Mae Sot, Thailand, is a town situated right on the border of Thailand and Burma. Last week, 4 of us from GHRE (an NGO supporting Burmese migrant rights in southern Thailand) took a trip up to Mae Sot in order to do some research - to speak with other NGOs with similar mandates to our own and share ideas. There are 21 NGOs in Mae Sot working to protect Burmese people, which gives a sense of the extreme need in the area. The city's Burmese population is higher than its Thai population.
Not that that means the Burmese migrants are in any sort of power position.
The border: There is a bridge to cross the river - one side is Thailand, the other Burma. For a foreigner, it costs 1000Baht (apprx. 30$) to cross on the Thai side, and then 500B on the Burmese side to enter into Burma (and they keep your passport). If you are Burmese, you can obtain a day-pass paper into Thailand for 150B.
OR
You can jump over the fence and climb down the wooden ladder and take an inner tube across for 6Baht. Or if you don't mind getting wet you can wade across... quite shallow this time of year. That's free.
Wierd thing is, that there's a tank with 4 or5 Thai military infront of the bridge - to stop illegal entrance, of course. They apparently are all ill with severe neck disorders that prohibit them from tilting their heads down to see those hundreds crossing casually by inner tube throughout the day.
The reason for this negligence is of course, that Thailand needs the cheap labour. A burmese migrant working in a rubber plantation is paid about 150 (women) to 180 (men) Baht per day. Minimum wage for Thai workers is set at about 250. In factories, the women are paid as low as 40 Baht / day - (and are essentially prisoners as their employers hold onto their papers. If they go to the market without them and are stopped by police, they are arrested and sent back to Burma. Most only risk going as far as across the street.)
The other reason is that the police are corrupt.

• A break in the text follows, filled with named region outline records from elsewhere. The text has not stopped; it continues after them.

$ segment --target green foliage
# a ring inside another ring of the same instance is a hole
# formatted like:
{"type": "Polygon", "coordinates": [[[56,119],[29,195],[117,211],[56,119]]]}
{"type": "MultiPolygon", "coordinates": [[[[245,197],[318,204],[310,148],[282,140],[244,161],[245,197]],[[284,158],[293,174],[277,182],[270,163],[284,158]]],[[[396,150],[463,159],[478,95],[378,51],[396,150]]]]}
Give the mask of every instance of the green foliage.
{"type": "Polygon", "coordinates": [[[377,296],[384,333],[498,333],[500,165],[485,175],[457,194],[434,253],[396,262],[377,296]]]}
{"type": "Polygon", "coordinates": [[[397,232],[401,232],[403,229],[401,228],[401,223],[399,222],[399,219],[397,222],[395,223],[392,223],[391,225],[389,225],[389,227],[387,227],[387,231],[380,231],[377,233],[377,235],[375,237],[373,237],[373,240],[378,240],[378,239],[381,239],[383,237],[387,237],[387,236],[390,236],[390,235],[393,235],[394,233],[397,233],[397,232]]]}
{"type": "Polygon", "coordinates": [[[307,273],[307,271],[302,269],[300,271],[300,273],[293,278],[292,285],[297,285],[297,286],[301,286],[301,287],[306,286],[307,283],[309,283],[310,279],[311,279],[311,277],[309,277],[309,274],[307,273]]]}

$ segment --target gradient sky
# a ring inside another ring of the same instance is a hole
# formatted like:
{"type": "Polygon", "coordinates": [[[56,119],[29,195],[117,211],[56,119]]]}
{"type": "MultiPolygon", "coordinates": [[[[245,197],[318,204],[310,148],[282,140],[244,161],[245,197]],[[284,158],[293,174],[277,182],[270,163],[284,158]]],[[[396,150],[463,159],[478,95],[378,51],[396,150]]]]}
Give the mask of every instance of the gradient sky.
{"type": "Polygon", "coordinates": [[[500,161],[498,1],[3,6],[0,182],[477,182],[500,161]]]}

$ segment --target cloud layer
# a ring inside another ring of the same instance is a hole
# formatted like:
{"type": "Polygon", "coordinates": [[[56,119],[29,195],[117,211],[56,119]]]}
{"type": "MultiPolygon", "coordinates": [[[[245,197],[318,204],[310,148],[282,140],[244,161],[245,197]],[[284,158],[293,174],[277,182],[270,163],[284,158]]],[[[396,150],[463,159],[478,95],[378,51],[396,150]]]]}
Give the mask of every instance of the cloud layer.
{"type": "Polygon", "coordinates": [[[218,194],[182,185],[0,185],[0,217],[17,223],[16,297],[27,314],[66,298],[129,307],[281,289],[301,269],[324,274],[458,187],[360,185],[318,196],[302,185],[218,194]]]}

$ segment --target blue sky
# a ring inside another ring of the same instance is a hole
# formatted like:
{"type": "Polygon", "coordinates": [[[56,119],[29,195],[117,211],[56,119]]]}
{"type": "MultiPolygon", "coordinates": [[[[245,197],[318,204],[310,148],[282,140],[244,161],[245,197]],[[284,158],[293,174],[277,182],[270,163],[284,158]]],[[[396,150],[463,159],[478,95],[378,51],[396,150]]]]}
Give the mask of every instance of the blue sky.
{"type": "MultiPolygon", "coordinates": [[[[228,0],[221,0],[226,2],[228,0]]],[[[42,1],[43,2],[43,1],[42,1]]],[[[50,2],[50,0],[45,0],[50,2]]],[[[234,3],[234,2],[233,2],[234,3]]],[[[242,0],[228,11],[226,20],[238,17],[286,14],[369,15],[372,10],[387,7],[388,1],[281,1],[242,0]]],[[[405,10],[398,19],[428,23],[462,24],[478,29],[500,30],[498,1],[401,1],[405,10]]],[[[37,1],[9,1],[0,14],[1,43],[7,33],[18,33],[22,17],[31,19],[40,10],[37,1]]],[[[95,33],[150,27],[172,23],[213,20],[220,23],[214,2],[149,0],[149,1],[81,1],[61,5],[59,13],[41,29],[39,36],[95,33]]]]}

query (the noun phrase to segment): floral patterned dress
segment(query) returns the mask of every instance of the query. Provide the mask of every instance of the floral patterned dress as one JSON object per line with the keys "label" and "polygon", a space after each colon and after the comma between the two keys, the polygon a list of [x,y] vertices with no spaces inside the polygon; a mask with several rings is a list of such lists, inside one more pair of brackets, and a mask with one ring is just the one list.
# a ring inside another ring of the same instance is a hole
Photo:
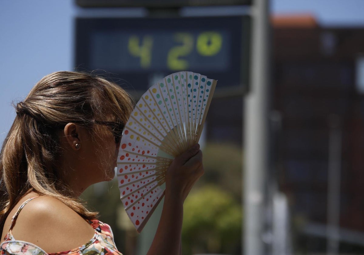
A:
{"label": "floral patterned dress", "polygon": [[0,244],[0,254],[7,253],[10,254],[22,255],[43,255],[52,254],[118,254],[122,255],[118,251],[114,243],[114,236],[110,226],[97,220],[89,221],[91,226],[95,230],[94,237],[87,243],[75,249],[56,253],[46,252],[40,247],[30,243],[15,240],[12,233],[12,230],[15,225],[15,221],[19,213],[27,203],[35,197],[28,199],[20,206],[16,213],[11,219],[11,225],[9,232],[5,236],[4,242]]}

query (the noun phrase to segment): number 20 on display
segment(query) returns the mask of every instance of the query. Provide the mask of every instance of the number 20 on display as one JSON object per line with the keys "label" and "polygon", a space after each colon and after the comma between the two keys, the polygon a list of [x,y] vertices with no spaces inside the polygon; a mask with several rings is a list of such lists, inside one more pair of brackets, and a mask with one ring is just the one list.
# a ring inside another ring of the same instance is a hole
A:
{"label": "number 20 on display", "polygon": [[[203,57],[213,56],[221,50],[222,36],[218,32],[206,31],[198,34],[196,39],[188,33],[176,33],[173,35],[175,42],[178,45],[168,51],[167,66],[171,70],[182,70],[189,67],[188,62],[183,59],[196,47],[197,53]],[[150,66],[153,40],[152,36],[146,35],[141,38],[132,35],[129,38],[128,50],[132,55],[140,58],[141,66],[147,68]]]}

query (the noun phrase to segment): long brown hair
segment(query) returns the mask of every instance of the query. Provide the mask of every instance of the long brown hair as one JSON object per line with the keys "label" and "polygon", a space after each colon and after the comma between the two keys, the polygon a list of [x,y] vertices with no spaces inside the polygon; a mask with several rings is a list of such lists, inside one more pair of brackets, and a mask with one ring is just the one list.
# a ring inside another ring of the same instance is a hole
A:
{"label": "long brown hair", "polygon": [[61,169],[58,133],[74,122],[96,135],[93,121],[111,115],[126,123],[133,106],[123,90],[93,74],[57,72],[39,81],[15,106],[17,115],[0,154],[0,228],[31,191],[57,198],[85,219],[96,216],[71,196]]}

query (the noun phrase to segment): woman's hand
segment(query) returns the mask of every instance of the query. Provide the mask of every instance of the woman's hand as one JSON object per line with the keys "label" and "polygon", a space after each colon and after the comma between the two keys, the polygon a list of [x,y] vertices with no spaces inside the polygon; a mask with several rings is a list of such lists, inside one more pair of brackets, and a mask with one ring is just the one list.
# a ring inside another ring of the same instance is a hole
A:
{"label": "woman's hand", "polygon": [[195,183],[203,174],[202,153],[195,144],[172,162],[166,174],[166,197],[182,204]]}
{"label": "woman's hand", "polygon": [[176,157],[166,173],[166,191],[161,219],[148,255],[181,254],[183,203],[203,173],[202,153],[195,144]]}

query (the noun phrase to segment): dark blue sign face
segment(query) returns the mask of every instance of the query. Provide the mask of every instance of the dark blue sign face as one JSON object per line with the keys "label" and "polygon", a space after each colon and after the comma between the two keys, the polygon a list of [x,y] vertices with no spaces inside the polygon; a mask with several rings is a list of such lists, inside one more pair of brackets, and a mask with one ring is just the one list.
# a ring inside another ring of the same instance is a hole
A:
{"label": "dark blue sign face", "polygon": [[241,17],[78,19],[76,66],[112,73],[137,90],[179,71],[218,80],[219,86],[241,86],[248,23]]}

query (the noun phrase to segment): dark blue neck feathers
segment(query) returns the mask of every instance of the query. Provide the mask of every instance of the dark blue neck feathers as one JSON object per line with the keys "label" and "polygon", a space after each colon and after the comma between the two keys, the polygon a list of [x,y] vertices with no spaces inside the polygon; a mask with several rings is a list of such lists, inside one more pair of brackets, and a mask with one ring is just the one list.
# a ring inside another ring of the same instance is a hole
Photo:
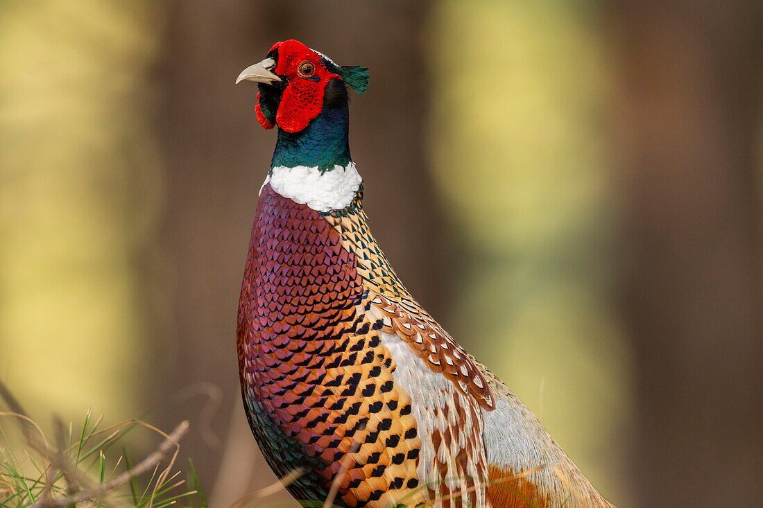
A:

They're not paid enough and so arrest Burmese at will and demand bribes (usually around 5000Baht).
Standing on the edge of the river, it's easy to observe what's happening and comment - what a fascinating place... that this is happening here... right here... that I am watching this... What an interesting place. But the luxury of being observer, or researcher, or philosopher on the situation is really impossible because the difficulties for Burmese are simply too present.
We were brought first to a community of Burmese squaters. They don't own their land, and they make minimal amounts of money by collecting garbage, paper and plastic, and selling it to the factories. They have nothing. They were hungry. I'd never actually seen poverty that extreme. We were visiting in order to observe their nursery.... but instead we sat down to listen to the villagers. The night before, at about 4am, the Thai police (or military... they weren't sure... uniforms they didn't recognize) arrived and ransaked their homes. They took everything... earnings, necklaces, if there was 5 baht (33Baht=1$) they took it. Stealing from the poorest of the poor. They also arrested 100 people and took them away, back to Burma, in a caged-truck.
One woman explained to us that they took her 3 sons. Her sons were born in Thailand and have never been to Burma. She was worried that they wouldn't know how to live, how to protect themselves in Burma. The military could easily find them, suggest to them a good job - with food and pay - and they would easily follow and be forced then to join the military.
Nobody tracked who was arrested, and nobody knows how to find them.